Доходы государства взимаются по этому же самому мерилу, т. е. по смыслу Корана: купец платит сороковую часть стоимости своих товаров; земледелец с своих полей отдает государю четвертую долю жатвы. Так как большая часть земель отчислена духовным лицам и религиозным учреждениям, то со многих из них взимается три десятых доли урожая: не взирая, однако же, на это, земледельцы ни сколько не жалуются на такой непомерный сбор. В Туркестане земля ценится по количеству воды, которым она [479] можег располагать и потому сановник, закидывающий распределением этой жизненной потребности по различным водопроводам в окрестностях столицы, занимает одно из первых мест в государстве. Денежная плата собирается со всех садов, огородов и дынных полей. Жители, не принадлежащие к числу магоммедан, платят ежегодно поголовную подать. Во время войны облагаются податью все домовладельцы. Бухарская таможня также доставляет значительную сумму; но за этим исключением весь государственный доход получается с земли. В следующей таблице подробно объяснено количество сбора.

В семи томанах Бухары.
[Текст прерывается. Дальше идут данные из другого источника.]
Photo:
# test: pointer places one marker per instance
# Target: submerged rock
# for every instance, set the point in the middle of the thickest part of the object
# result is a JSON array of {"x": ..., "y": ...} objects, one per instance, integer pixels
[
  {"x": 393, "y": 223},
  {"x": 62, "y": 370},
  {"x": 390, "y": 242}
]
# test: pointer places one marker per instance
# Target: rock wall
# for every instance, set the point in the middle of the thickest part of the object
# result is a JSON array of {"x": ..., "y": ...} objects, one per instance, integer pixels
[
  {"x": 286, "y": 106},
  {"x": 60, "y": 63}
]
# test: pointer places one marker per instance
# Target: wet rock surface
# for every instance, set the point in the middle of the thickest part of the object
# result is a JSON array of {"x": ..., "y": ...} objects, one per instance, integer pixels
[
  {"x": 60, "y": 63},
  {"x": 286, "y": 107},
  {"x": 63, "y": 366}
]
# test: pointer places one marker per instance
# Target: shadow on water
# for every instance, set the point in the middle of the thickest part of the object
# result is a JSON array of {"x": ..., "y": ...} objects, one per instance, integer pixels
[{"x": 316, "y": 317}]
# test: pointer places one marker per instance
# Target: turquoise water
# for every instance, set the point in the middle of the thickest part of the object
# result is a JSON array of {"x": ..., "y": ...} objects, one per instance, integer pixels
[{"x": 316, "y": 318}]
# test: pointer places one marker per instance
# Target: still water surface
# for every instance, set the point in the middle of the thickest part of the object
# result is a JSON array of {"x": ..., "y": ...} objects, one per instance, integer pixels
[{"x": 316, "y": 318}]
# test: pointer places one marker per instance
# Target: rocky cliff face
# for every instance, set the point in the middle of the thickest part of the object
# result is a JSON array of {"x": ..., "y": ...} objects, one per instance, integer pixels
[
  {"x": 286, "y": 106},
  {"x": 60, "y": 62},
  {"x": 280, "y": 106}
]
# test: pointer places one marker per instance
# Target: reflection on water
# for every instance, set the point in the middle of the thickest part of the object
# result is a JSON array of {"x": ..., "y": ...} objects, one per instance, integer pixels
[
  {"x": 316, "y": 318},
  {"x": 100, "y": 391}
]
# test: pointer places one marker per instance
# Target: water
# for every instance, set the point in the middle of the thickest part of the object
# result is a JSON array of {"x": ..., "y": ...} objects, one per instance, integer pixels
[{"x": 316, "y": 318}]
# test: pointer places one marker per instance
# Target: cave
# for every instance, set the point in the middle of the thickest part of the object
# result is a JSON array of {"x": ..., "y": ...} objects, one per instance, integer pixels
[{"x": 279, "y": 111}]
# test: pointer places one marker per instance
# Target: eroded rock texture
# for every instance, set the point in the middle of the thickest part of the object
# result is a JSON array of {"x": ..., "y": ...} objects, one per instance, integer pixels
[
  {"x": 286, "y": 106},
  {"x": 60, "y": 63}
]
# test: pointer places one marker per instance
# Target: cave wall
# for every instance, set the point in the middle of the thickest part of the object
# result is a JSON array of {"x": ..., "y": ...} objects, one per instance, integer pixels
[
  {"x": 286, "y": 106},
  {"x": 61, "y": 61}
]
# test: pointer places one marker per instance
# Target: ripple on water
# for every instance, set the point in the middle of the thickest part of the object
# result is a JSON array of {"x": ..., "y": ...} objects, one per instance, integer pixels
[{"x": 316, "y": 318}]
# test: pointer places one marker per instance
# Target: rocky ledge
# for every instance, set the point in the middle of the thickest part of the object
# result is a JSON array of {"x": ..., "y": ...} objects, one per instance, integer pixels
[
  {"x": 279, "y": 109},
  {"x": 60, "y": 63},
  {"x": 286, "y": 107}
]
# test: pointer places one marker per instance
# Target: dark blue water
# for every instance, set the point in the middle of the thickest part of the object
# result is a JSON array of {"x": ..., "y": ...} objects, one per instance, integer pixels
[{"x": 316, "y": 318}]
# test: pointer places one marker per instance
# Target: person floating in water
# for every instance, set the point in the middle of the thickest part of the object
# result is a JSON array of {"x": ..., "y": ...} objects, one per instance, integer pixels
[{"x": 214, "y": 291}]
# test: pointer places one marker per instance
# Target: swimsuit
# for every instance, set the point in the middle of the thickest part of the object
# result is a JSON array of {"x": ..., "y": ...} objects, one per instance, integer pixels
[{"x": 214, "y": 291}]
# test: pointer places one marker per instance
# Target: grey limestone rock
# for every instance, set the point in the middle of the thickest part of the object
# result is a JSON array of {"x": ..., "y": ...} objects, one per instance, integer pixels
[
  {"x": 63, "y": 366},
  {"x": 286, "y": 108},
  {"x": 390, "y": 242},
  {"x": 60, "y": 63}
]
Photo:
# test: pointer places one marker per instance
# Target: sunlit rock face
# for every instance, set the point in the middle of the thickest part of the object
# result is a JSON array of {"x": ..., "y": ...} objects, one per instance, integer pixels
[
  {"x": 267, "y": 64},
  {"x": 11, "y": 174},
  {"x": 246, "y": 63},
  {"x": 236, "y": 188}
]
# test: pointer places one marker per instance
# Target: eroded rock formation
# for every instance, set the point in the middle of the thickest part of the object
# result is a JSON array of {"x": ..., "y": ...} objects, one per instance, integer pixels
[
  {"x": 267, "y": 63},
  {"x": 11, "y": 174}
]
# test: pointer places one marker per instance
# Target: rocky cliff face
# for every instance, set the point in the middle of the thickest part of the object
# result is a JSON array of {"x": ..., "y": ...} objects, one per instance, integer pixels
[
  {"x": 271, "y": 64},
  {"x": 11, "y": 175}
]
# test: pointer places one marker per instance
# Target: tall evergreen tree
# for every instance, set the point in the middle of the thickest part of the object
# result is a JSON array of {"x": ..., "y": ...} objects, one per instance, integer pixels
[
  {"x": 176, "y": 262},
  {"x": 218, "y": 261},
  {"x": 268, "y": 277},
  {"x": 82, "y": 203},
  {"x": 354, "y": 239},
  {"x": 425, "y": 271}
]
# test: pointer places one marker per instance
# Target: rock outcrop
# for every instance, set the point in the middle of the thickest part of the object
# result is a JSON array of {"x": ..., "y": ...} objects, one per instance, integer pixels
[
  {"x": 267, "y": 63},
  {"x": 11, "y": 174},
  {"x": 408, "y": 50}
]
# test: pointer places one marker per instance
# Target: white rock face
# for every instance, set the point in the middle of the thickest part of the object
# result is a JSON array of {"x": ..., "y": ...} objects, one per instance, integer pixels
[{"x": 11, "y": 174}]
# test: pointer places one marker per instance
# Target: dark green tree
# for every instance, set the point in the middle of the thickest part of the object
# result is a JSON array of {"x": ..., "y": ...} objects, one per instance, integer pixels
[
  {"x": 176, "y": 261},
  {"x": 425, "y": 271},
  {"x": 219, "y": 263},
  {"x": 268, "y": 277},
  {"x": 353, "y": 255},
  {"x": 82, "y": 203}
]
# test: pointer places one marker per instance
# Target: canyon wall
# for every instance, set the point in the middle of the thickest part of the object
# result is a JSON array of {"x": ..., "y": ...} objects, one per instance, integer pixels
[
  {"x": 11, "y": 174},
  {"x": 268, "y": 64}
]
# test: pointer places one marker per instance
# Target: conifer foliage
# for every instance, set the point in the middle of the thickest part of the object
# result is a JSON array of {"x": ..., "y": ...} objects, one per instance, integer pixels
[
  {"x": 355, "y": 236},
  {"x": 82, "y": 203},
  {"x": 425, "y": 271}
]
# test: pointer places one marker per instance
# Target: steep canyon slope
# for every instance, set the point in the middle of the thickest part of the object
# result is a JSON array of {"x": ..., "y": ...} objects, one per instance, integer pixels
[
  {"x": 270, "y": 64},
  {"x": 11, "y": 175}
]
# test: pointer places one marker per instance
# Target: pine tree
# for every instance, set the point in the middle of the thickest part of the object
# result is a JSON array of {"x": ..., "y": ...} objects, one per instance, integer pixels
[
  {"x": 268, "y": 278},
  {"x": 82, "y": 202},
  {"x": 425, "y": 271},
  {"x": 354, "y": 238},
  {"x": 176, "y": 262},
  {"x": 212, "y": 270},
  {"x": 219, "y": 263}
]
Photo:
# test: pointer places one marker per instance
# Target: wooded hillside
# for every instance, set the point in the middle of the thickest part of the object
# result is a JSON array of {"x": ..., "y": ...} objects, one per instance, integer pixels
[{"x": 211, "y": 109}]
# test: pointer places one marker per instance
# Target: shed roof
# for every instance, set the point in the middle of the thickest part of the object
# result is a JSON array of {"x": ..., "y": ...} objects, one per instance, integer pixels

Раметан

4000

Зандани

6.000

Уафканд

3.000

Уарданзи

3.000

Кирабад

4000

Уангази

6.000

Кишдоуан

5.000

   

31.000 [480]

В пяти томанах Самарканда. Шираз

6.000

Сохуд

4.000

Афинканд

6.000

Анхар

5.000

Шоудар

12.000

   

33.000

В округах Самарканда. Панджканд

4.000

Уметан

2.000

Пан

2.000

Уругат

6.000

Карратиппа

2.000

   

16.000

В Мианкале или Ката Кургане; между Бухарою и Самаркандом. Каттакурган

12.000

Катарчи

6.000

Панджшамба

5.000

Митан

4.000

Нуратор

5.000

Энги Курган

6.000

Чалак

5.000 [481]

   

43.000 

В Кермане. Кермина

12.000

Зудин

15.000

   

27.000

В Дикиззаке. Джиззак

8.000

   

8.000

В Кирши. Карши

12.000

Хозар

6.000

Ширабаил

5.000

Садабад

4.000

Чирагчи

5.000

   

32.000

На берегах Окса, называемых Лаб-и-аб. Наразси

5.000

Каки

4.000

Чарджуи

8.000

Утар

5.000

   

22.000

В Каракуле. Каракул

15.000

   

15.000

В г. Бухаре. Бухара

50.000

   

50.000

Общий итог в тиллах.  

277.000

Эта сумма равняется 18 лакам рупий. [482]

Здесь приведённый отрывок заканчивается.